2.8. Ethical Considerations
The present study is in accordance with the Declaration of Helsinki. Data confidentiality was guaranteed by researchers at all stages of the process.
Before completing the questionnaire, all users were informed about the objectives of the study and how anonymity was guaranteed. Informed written consent was obtained in duplicate, one copy for the researcher and another copy for the participant.
The data collected is confidential and for exclusive use for this study. To ensure data protection, a list of users has been created which includes the National Health Service number and a sequential identification number. Access to the database is exclusive to researchers and password protected.
The researchers ensure that the data collected in the questionnaire was only used in this research and will not be made available to third parties, thus ensuring both the confidentiality and anonymity of the participants.
This protocol was submitted and approved by the Coordinators of the Units where the study was carried out.
This protocol was submitted and approved by the Ethics Committee of the Northern Regional Health Administration (CE/2023/84).
3. Results
3.1. Group Characterization
Regarding the characterization of the two groups under study (
Table 1), there is no statistically significant difference in age (
p = 0.058).
3.2. Breast Cancer Incidence by Age Group
In the overall Portuguese population (
Figure 1), incidence of breast cancer increases with age before reaching a plateau from age 45. The difference between new cases of breast cancer at the ages of 40 to 49 and at the ages of 50 to 69 (the latter being contained in the national screening) is statistically significant (p < 0.0001). However, there is not a statistically significant difference between the age groups of 45 to 49 and 55 to 60 (
p = 0.071).
In the Carvalhido Health Unit women (
Figure 2), we observed a higher incidence in the age groups 40-44 and 45-49 than in the 50-54, 55-59 and 65-69 year-old groups. The difference between new cases in the 40-49 ages and in the 50-69 ages, the latter being the age range for screening, is not statistically significant (
p = 0.22).
In the Prelada Health Unit women (
Figure 3), incidence in the age group 45-59 is higher than in the 65-69 age group.
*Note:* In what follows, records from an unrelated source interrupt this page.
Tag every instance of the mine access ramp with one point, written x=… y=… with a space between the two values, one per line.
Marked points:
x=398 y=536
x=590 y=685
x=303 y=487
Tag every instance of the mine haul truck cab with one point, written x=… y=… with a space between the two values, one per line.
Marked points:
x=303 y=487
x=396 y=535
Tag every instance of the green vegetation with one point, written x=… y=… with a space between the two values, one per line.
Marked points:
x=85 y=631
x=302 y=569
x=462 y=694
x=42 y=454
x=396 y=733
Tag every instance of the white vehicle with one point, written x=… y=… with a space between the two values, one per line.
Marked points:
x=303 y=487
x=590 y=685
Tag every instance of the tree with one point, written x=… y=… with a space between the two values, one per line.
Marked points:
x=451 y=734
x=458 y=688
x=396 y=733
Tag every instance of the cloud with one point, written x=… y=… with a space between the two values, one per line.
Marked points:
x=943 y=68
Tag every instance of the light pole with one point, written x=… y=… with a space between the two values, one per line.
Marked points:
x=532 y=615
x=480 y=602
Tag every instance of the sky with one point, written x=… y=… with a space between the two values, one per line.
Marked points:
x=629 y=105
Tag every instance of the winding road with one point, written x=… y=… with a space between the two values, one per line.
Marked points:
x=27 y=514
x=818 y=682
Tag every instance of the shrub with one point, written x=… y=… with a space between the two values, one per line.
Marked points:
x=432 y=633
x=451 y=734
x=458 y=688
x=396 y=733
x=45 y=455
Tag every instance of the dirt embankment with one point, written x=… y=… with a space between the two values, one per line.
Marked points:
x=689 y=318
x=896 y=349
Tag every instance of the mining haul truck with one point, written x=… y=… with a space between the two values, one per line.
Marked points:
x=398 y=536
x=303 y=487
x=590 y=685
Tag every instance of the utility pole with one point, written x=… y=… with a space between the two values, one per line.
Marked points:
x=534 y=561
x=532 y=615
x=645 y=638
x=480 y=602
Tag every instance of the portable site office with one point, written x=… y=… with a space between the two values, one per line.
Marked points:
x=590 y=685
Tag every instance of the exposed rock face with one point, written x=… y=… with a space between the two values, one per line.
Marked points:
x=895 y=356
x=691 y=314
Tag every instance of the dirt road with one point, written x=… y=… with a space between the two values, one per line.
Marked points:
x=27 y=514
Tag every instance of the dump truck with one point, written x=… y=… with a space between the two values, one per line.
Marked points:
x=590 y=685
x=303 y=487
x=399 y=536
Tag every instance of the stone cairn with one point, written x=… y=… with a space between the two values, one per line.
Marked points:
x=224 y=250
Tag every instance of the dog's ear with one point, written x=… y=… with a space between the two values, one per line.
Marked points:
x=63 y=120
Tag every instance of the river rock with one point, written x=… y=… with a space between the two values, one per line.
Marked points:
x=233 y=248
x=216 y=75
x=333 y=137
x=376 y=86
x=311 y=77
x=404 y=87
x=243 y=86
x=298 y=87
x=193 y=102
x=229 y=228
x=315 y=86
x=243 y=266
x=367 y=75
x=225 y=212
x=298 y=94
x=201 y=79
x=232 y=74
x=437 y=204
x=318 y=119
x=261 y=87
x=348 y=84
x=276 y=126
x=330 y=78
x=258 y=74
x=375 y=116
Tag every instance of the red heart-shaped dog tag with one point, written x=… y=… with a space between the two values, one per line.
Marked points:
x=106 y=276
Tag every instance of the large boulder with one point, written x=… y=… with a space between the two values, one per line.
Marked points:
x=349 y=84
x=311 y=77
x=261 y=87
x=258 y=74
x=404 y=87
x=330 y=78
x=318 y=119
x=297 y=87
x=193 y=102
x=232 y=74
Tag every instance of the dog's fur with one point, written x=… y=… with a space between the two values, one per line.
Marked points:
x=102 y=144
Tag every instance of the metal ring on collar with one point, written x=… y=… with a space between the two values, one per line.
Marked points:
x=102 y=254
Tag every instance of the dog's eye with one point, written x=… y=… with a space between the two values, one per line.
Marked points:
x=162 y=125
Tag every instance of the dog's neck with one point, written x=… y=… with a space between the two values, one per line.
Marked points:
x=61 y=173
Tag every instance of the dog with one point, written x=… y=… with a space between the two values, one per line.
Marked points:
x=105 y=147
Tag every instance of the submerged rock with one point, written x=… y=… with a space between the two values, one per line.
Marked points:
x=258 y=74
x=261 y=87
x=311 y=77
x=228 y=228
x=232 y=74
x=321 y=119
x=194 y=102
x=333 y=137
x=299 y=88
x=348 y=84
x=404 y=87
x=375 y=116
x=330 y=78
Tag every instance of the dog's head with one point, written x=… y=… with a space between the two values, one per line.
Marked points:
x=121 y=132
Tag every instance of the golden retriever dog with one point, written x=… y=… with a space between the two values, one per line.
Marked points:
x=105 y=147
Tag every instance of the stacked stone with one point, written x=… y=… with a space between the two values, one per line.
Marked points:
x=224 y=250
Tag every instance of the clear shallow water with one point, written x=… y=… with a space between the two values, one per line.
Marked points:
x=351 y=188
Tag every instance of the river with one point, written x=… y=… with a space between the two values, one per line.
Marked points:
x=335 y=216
The difference between new cases in the 40-49 ages and in the 50-69 ages, the latter being the age range for screening, is not statistically significant (p = 0.1220).
3.3. Risk Factors
Most of our participants do not smoke, but the proportion of smokers is higher in the case group (
Figure 4). As for alcohol, most women do not drink regularly, however all those who do belong to the case group (
Figure 5). There was no statistically significant difference in either (
p = 0.87 and
p = 0.47, respectively).
There was a higher percentage of women who breastfed in the control group and a higher percentage of women who did not breastfeed in the case group (
Figure 6), although there was also no evidence of statistical significance (
p = 0.1183).
3.4. Risk Score
Regarding the risk score data (
Table 2), the average 10-year risk is 3.47% in the case group and 2.55% in the control group, while the average lifetime risk is 15.68% in the case group and 11.14% in the control group. Considering these risk scores, 32 of the individuals in the control group were classified as baseline risk and 3 as intermediate or high risk. On the other hand, in the case group, 17 individuals were classified as baseline risk and 16 presented an intermediate or high risk (
Table 3). Thus, a statistically significant positive odds ratio (OR = 10.04,
p = 0.0009) was observed between intermediate-to-high risk scores and breast cancer.
4. Discussion
4.1. Breast Cancer Incidence by Age Group
Breast cancer incidence in women aged 40 to 49 in both Health Units was equal or higher than the incidence in women within the screening age range. In the overall Portuguese population, breast cancer incidence increases with age before plateauing from age 45.
These data shows no abrupt increase in breast cancer incidence at age 50. However, in the Portuguese population, we found a statistically significant difference between breast cancer incidence in the 40-49 and in the 50-69 groups, possibly due to reduced medical following in the national population, compared to the patients of the Family Units. Nonetheless, we found age groups contained in the screening age range with a similar incidence to the 45-49 group. Altogether, this evidence raises the possibility of lowering the minimum screening age to 45, alike the new Portuguese screening program, or to 40 years, the latter being in accordance to the American College of Radiology and the Society of Breast Imaging and the UK Age Trial recommendations [
8,
9].
4.2. Risk Factors and the Tyrer-CuzickTM Calculator
Regarding breast cancer risk factors, though the
Tyrer-CuzickTM model is currently the tool that includes the largest number of established breast cancer risk factors [
19], smoking habits, regular alcohol consumption and breastfeeding (the latter being a known protective factor against breast cancer [
20]) are not considered in the score. We could not find a statistically significant relationship between these risk factors and the diagnosis of breast cancer at an age of 40 to 49 years.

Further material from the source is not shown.